We currently run Redshift on a 4 dc1.large cluster. We are currently bound by disk space (so we archive fairly aggressively) and by CPU (heavy queries will max out the CPU on all instances).
I think we will need about 3-4 times more disk space than we have now and some more CPU capcity.
The thing is, giving the options and the cost of the instances, I’m not sure if we’re better off moving to say, 12-16 dc1.large instances or maybe 3-4 ds2.xlarge or even a single dc1.8xlarge. All of which would be approximately the same in terms of pricing. I know Redshift is meant to be linearly scalable but there’s always a tradeoffs between having more, weaker machines and having less stronger machines.
I also did those calculations. My gut is that there’s a cost which is hard to account for of moving data between nodes when, for example, joined DIST keys don’t match.
This is also where throughput comes into play. dc1.large has 0.20GB/s “I/O” and that doesn’t scale with adding more nodes. In way that’s a limiting factor with scaling a cluster.
Just to make sure - I’m not trying to contradict your advice in any way.
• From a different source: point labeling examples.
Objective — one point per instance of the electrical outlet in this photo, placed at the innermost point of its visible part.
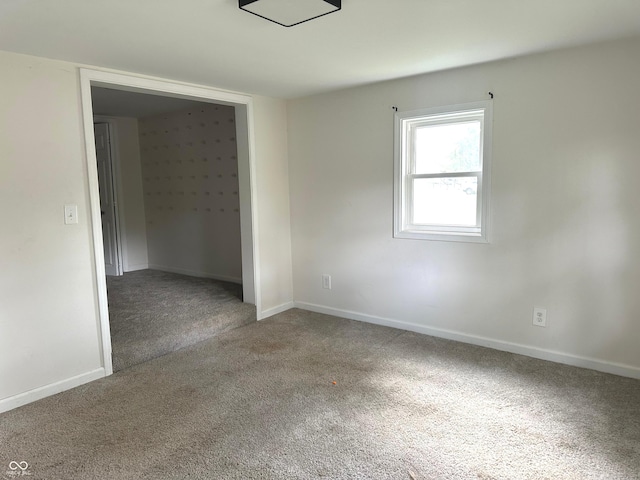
(539, 317)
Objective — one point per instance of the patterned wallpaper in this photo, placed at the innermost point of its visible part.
(190, 182)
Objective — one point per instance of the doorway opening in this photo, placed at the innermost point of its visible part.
(240, 105)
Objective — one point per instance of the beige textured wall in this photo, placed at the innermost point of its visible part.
(49, 324)
(190, 183)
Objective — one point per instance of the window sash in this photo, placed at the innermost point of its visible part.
(406, 125)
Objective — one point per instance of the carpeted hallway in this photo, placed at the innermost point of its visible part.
(152, 313)
(305, 396)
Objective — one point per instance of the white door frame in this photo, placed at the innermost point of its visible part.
(246, 178)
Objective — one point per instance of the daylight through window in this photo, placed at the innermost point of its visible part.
(442, 160)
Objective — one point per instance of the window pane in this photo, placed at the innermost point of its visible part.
(447, 201)
(454, 147)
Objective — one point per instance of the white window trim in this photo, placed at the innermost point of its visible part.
(402, 192)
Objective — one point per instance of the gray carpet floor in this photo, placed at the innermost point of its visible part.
(152, 313)
(305, 396)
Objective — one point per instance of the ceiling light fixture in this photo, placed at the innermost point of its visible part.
(290, 12)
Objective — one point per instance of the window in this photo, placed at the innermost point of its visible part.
(442, 179)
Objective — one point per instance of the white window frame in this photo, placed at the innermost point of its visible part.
(405, 123)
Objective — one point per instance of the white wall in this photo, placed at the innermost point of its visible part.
(48, 320)
(272, 203)
(191, 192)
(49, 325)
(130, 198)
(565, 228)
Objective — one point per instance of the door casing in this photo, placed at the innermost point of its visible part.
(246, 177)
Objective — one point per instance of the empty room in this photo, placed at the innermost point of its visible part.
(428, 209)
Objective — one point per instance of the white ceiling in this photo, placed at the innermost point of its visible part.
(213, 42)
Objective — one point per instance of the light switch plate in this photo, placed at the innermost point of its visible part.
(70, 214)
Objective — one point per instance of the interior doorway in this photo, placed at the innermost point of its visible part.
(243, 114)
(108, 211)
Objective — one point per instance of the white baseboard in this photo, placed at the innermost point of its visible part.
(135, 267)
(21, 399)
(196, 273)
(275, 310)
(542, 354)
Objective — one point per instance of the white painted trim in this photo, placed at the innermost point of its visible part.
(100, 281)
(275, 310)
(16, 401)
(540, 353)
(143, 84)
(195, 273)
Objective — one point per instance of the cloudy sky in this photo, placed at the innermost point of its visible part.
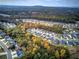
(65, 3)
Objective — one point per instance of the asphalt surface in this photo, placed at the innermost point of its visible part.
(9, 56)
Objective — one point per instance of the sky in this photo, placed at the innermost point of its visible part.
(56, 3)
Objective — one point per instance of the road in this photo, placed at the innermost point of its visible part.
(9, 55)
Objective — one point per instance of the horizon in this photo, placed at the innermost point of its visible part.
(49, 3)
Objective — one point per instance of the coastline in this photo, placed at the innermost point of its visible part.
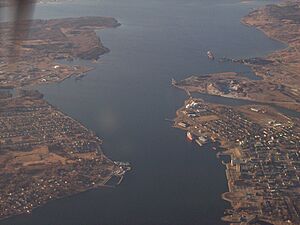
(179, 122)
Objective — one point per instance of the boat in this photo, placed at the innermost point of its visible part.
(189, 136)
(174, 82)
(210, 55)
(199, 142)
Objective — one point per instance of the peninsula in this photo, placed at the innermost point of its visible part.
(263, 174)
(44, 153)
(31, 59)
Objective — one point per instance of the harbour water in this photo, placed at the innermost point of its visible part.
(126, 99)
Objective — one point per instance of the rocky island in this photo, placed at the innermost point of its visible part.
(32, 57)
(263, 144)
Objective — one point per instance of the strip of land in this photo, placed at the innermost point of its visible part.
(44, 153)
(264, 172)
(31, 58)
(279, 71)
(263, 144)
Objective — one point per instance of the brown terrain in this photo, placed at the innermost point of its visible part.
(45, 154)
(280, 83)
(31, 58)
(263, 144)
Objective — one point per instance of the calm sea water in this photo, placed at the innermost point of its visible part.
(127, 98)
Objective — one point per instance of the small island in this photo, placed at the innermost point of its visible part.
(32, 58)
(263, 172)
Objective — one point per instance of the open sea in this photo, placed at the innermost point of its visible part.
(127, 98)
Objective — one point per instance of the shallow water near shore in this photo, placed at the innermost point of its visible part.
(127, 98)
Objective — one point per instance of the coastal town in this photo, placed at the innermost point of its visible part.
(263, 173)
(262, 143)
(33, 58)
(46, 155)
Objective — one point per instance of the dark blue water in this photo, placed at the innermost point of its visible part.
(127, 98)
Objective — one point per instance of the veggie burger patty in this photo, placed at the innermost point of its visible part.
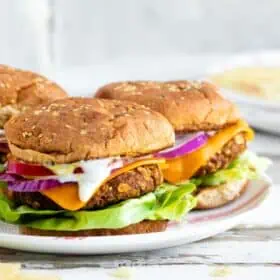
(132, 184)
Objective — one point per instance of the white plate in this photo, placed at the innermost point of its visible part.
(197, 226)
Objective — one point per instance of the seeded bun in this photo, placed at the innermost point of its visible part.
(217, 196)
(140, 228)
(22, 90)
(189, 106)
(77, 129)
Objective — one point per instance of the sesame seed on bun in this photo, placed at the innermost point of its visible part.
(75, 129)
(21, 90)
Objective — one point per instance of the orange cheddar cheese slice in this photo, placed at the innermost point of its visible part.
(183, 168)
(67, 195)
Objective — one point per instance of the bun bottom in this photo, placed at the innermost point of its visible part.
(139, 228)
(209, 197)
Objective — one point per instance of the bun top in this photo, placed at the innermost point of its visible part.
(76, 129)
(21, 90)
(189, 106)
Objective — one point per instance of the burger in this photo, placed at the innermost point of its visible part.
(211, 137)
(20, 91)
(84, 167)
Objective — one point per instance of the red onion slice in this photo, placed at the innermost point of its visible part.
(184, 144)
(27, 169)
(4, 148)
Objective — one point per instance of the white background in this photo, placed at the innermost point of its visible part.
(53, 34)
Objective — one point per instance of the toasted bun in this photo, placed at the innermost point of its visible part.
(189, 106)
(22, 90)
(140, 228)
(217, 196)
(76, 129)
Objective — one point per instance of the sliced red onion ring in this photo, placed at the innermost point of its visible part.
(4, 148)
(185, 144)
(19, 184)
(27, 169)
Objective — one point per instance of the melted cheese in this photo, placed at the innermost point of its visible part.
(67, 196)
(183, 168)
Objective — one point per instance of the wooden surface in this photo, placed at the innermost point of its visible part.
(245, 252)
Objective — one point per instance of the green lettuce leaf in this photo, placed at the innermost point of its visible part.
(167, 203)
(247, 166)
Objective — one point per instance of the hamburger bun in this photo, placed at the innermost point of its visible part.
(217, 196)
(189, 106)
(21, 90)
(139, 228)
(75, 129)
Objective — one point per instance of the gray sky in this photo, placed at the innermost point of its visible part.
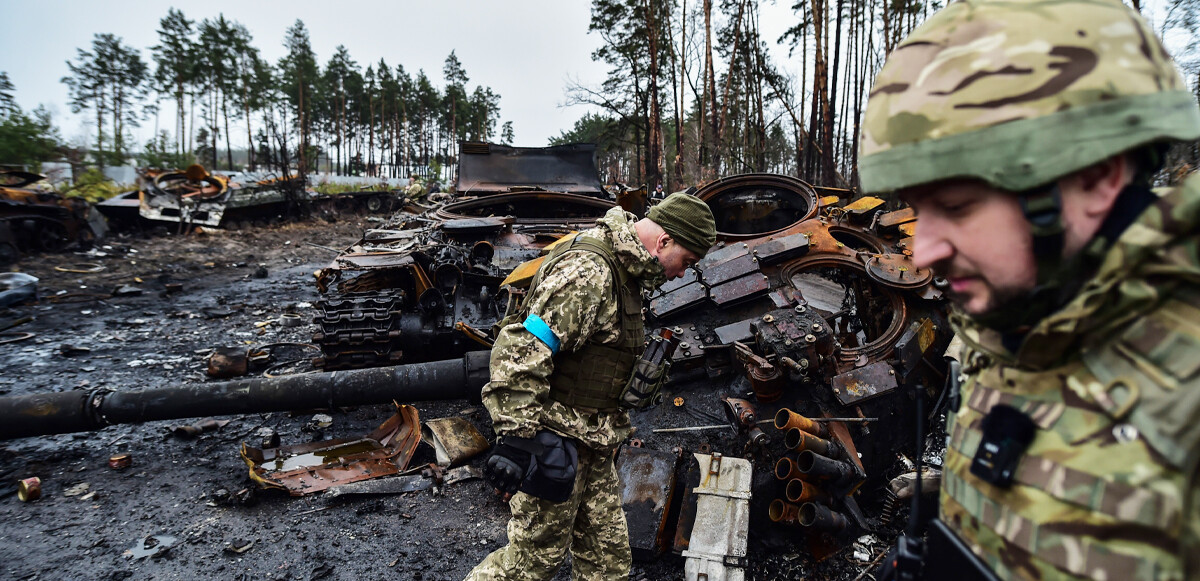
(527, 51)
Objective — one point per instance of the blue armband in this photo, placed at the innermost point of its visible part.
(539, 329)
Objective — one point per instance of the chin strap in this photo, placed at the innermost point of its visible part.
(1060, 279)
(1043, 210)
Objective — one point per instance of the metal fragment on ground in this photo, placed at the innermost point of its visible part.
(647, 487)
(317, 466)
(454, 439)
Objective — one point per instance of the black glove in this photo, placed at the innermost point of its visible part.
(508, 465)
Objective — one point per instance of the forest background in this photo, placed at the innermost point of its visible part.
(691, 94)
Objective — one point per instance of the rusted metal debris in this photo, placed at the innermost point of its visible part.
(647, 492)
(454, 439)
(39, 221)
(489, 168)
(313, 467)
(813, 305)
(196, 197)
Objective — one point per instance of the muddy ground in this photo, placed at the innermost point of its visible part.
(193, 496)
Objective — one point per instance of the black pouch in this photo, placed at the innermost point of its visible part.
(1007, 432)
(551, 474)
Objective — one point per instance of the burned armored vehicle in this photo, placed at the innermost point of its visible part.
(807, 330)
(489, 168)
(197, 197)
(810, 328)
(39, 221)
(429, 286)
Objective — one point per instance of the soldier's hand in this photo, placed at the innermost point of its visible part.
(504, 474)
(508, 465)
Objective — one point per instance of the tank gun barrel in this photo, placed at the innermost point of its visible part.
(42, 414)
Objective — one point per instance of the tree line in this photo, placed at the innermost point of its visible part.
(693, 93)
(295, 114)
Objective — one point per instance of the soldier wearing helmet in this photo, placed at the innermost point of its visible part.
(1025, 135)
(556, 395)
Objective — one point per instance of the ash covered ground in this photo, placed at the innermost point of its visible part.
(193, 496)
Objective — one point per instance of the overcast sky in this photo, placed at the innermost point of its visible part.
(527, 51)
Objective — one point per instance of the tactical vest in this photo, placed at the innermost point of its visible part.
(1098, 495)
(594, 376)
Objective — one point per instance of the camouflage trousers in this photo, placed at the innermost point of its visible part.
(591, 525)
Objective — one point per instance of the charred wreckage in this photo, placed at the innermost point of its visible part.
(803, 343)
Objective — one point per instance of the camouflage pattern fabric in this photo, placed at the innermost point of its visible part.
(575, 300)
(1019, 93)
(591, 525)
(1108, 489)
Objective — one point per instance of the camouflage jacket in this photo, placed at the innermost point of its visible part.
(1108, 489)
(576, 301)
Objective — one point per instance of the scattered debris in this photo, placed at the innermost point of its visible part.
(79, 489)
(29, 489)
(126, 291)
(17, 288)
(155, 545)
(239, 546)
(84, 268)
(67, 349)
(193, 430)
(120, 461)
(313, 467)
(454, 439)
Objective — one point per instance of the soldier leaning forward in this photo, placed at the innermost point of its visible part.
(558, 372)
(1025, 133)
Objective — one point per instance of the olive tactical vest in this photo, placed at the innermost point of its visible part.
(594, 376)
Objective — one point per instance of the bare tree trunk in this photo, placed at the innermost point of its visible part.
(828, 132)
(654, 120)
(719, 124)
(711, 91)
(225, 113)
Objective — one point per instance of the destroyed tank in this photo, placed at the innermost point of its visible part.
(807, 335)
(40, 221)
(809, 325)
(196, 197)
(429, 286)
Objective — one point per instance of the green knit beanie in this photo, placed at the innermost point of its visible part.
(688, 221)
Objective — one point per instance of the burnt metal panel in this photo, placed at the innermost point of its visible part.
(491, 168)
(744, 288)
(480, 225)
(783, 249)
(735, 331)
(897, 270)
(688, 277)
(911, 346)
(898, 217)
(723, 255)
(730, 269)
(647, 486)
(678, 300)
(864, 383)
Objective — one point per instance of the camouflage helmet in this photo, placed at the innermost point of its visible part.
(1019, 93)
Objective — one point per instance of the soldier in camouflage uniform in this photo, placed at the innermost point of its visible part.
(1025, 135)
(587, 298)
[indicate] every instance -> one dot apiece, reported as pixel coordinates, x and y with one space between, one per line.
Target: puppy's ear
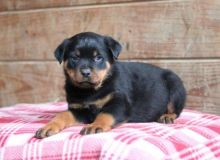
114 46
59 52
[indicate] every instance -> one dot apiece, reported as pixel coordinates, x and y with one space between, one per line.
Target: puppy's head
87 58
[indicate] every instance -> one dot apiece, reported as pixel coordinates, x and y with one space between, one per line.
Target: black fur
141 92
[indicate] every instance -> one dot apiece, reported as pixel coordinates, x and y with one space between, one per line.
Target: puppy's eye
75 58
98 58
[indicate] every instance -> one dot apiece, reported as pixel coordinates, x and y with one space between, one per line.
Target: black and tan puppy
103 92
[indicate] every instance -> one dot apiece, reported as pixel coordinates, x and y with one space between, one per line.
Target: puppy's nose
86 72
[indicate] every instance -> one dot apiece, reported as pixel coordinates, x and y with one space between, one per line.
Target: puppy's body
103 92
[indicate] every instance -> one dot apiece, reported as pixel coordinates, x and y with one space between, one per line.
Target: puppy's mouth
87 84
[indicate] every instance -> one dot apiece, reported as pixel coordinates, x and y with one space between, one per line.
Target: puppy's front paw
48 130
94 128
167 118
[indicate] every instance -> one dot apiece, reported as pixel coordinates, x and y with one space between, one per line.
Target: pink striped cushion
193 136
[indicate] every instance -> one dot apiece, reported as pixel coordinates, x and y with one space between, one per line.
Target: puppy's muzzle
86 72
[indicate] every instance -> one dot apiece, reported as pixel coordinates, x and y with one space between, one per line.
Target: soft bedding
194 135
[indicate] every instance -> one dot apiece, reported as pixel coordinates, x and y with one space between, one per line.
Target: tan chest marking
99 103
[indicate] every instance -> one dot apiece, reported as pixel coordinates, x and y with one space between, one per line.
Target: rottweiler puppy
103 92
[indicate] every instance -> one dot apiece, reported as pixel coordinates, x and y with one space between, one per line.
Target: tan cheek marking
101 102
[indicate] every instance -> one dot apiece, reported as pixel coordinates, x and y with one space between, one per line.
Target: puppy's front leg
103 123
58 123
113 113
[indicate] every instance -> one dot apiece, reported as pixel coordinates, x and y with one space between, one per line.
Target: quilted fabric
194 135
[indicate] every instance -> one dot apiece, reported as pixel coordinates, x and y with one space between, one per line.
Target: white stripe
194 135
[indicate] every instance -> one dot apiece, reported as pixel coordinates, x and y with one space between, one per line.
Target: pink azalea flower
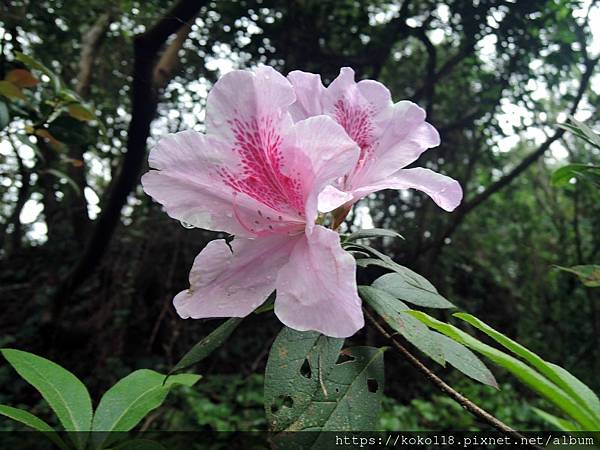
257 174
390 135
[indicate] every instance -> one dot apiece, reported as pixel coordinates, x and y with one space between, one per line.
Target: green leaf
392 311
372 233
583 131
140 444
70 130
464 360
10 90
66 395
34 422
80 112
4 115
207 345
126 403
523 372
588 274
413 288
567 382
560 424
307 388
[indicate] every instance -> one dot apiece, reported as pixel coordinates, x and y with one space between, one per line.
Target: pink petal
232 284
444 191
316 289
309 92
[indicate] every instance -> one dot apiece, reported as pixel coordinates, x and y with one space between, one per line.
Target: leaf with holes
208 344
413 288
414 331
310 386
532 378
21 78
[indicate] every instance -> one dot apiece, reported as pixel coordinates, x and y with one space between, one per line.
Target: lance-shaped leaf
562 176
126 403
392 311
413 288
207 345
463 359
567 382
307 388
371 233
34 422
522 371
559 423
66 395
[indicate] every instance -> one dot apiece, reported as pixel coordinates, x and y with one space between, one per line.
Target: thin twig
446 389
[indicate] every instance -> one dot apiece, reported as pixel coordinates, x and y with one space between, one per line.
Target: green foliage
415 290
307 386
34 422
562 177
465 361
207 345
220 403
371 233
437 412
567 397
121 408
63 391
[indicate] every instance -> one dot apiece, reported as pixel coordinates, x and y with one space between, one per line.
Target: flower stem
446 389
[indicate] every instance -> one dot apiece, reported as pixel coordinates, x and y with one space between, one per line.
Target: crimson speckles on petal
259 148
357 121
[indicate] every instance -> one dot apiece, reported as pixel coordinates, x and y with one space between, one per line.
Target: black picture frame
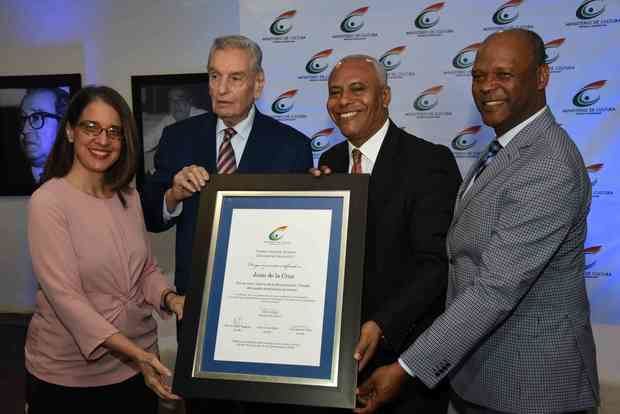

Just adding some more thoughts to the mix.
I’ve seen various ways of handling this but it really depends on how your current implementation works so there’s a few options here.
A few questions first up.
What sort of queries are maxing out the CPUs on the cluster currently? (e.g., are they mostly adhoc or can you cache partial results?)
Is the execution load balanced across all 8 vCPUs for these queries?
Are the columnar compressions the same as the ones in the Snowplow definition?
Depending on how much data you have in Redshift it’s not uncommon to have another source (other than your primary query cluster) as colder storage (S3 or a ds2 cluster) and a hot storage for insertion and queries that require more recent data, depending on the data size that could be a dc1 cluster.